Ich streckte meine Hand aus, und Ötte schlug ein.
Und irgendwann war auch dieser wunderschöne Tag zu Ende. Zu Hause in meinem Zimmer breitete ich alle meine Geschenke auf meinem bunten Teppich aus. Öttes Kassette von den Dire Straits. «Der fünfte Song, Mirjam», hatte er gesagt, «der fünfte Song, da achte drauf.» Ja, ich würde morgen darauf achten, sehr, aber jetzt war ich zu müde. Ich legte den Wickelrock von Lena dazu, der war aus einem sehr eigenwillig gebatikten, ganz weichen indischen Stoff, es war so etwas Ähnliches wie ein Sarong. Und Tante Greta hatte mir dazu drei passende Blusen geschenkt, jede in einer anderen Farbe und einem anderen Stil, alle ganz schlicht und sehr exquisit. Und die neuen butterweichen, knautschigen, graublauen Wildlederstiefel stellte ich daneben, sie passten zu allen meinen Jeans und zu den Röcken, die ich neuerdings für mich erfand.
Ja, und Pom, der hatte den Haupttreffer gelandet. Typisch Pom! Gut gemeint und voll daneben. Aber diesmal war er unschuldig, der arme Kerl. Von Pom bekam ich einen Fotoapparat! Als ich schnell zu Lena blickte, hob sie nur leicht ihre Schultern hoch, das hieß: So ist er nun mal. Er war nicht davon abzubringen.

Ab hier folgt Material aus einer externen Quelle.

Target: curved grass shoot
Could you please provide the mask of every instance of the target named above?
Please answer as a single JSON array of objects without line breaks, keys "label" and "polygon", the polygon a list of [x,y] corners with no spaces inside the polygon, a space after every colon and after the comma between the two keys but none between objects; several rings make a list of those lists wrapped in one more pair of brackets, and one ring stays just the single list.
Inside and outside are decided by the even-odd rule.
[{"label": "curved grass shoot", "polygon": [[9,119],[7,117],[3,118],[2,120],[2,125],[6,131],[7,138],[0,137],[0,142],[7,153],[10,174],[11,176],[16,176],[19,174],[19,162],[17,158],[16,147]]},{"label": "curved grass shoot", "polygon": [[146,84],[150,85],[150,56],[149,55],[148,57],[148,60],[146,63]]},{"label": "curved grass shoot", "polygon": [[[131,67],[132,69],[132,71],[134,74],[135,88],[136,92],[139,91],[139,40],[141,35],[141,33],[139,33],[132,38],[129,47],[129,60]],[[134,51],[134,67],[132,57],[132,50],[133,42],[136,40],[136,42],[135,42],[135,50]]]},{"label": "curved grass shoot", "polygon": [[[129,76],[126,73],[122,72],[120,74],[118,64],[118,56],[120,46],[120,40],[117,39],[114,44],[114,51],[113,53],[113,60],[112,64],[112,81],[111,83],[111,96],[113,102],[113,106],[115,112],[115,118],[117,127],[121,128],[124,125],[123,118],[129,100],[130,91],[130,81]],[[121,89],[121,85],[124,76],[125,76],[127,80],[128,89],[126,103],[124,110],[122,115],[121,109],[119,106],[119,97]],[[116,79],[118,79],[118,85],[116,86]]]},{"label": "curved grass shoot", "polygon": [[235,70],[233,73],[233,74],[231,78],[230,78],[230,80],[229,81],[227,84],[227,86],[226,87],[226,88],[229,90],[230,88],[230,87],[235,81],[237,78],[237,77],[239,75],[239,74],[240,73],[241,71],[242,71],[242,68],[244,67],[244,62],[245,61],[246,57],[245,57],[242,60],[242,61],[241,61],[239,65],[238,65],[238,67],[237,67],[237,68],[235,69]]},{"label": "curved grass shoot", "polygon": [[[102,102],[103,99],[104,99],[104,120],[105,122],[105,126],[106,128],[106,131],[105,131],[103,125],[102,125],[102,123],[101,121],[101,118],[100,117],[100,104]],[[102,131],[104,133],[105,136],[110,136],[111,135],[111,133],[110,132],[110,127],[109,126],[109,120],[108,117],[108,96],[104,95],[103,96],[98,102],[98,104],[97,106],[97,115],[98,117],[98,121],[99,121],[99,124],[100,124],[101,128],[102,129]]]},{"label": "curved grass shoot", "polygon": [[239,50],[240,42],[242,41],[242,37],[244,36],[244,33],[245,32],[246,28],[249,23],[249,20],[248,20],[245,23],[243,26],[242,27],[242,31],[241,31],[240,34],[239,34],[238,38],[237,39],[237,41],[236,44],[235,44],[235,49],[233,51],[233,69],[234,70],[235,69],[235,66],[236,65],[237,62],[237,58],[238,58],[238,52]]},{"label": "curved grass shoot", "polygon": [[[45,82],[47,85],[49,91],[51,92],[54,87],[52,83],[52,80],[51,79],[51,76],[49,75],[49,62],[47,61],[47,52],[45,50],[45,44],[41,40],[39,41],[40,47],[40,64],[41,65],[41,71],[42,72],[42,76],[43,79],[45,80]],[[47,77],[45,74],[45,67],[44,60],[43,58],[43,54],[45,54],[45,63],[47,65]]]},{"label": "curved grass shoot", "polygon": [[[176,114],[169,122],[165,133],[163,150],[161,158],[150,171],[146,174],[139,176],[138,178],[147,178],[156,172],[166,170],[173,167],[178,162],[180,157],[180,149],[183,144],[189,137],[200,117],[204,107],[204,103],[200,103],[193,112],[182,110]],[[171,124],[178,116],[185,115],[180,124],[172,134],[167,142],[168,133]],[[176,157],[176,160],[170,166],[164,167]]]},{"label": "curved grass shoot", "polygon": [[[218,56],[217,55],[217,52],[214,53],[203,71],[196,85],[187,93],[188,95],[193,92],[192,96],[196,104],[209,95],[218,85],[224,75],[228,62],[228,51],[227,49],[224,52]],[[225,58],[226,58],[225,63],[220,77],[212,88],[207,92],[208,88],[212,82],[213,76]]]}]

Es zwickte kurz in mir drin, aber dann war es eigentlich okay. Und ich konnte mich an Poms runden Bauch werfen und ein Danke flüstern, das sogar ehrlich war. Kristin hatte mir ein wildes, kunterbuntes Tuch bedruckt, irgendwie afrikanisch und sehr schön. Tante Greta versprach, mir zu zeigen, wie ich es binden kann, um den Kopf, um die Brust, um die Hüften und überhaupt.
Als ich dann im Bett lag, dachte ich kurz: Okay, Leben. So darf es weitergehen. Fünfzehn ist ein klasse Alter. Ich bin jetzt ein crazy girl, wie Ötte immer sagt. Voll der heiße Backfisch, wie Pom es ausdrückt.
Also, Leben, alles klar? Her mit deinem Geburtstagsgeschenk: Ich hätte es gerne schräg, bunt, spannend, schrill und: crazy crazy crazy!!